Шелест задохнулся от растерянности, испуга, гнева.
- Олег, Антон!..
Слова канули в беззвучие.
- Олег, Антон!!!
Он ринулся вниз. И услышал приглушенный смех.
Тогда он все вспомнил и понял. Не он ли еще на Земле обещал детям эту вечную, как мир, игру, посулил ее именно здесь, в кратере, в лунных тенях?
Но игра по подсказке и на поводке - уже не игра, что угодно, только не игра.
Снова раздался прерывистый смех.
- Ищи нас, папа, ищи...
Только на Луне можно не опасаться, что голос выдаст место, где ты спрятался.

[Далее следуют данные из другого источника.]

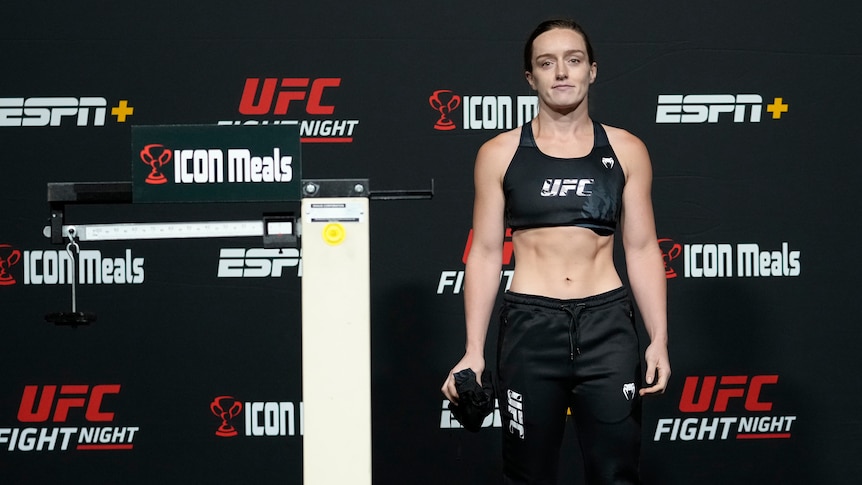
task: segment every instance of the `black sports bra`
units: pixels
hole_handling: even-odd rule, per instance
[[[503,177],[506,223],[513,231],[579,226],[603,236],[614,233],[625,174],[605,129],[594,121],[593,131],[587,156],[556,158],[536,146],[532,122],[521,127],[518,150]]]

И только лунные тени позволяли стать невидимкой в пределах взгляда того, кто ищет.
- Ау, папа, мы здесь!..
Шелест перевел дыхание. Их следовало выбранить за самоволие, но... Тот, посторонний, не мог участвовать в этой игре, ни в какой игре, где требовалась сметка, изобретательность, общность.
И вообще человек начинается со слова "сам".
- Раз, два, три, четыре, пять! - звонко, как в детстве, закричал Шелест. - Я иду искать!..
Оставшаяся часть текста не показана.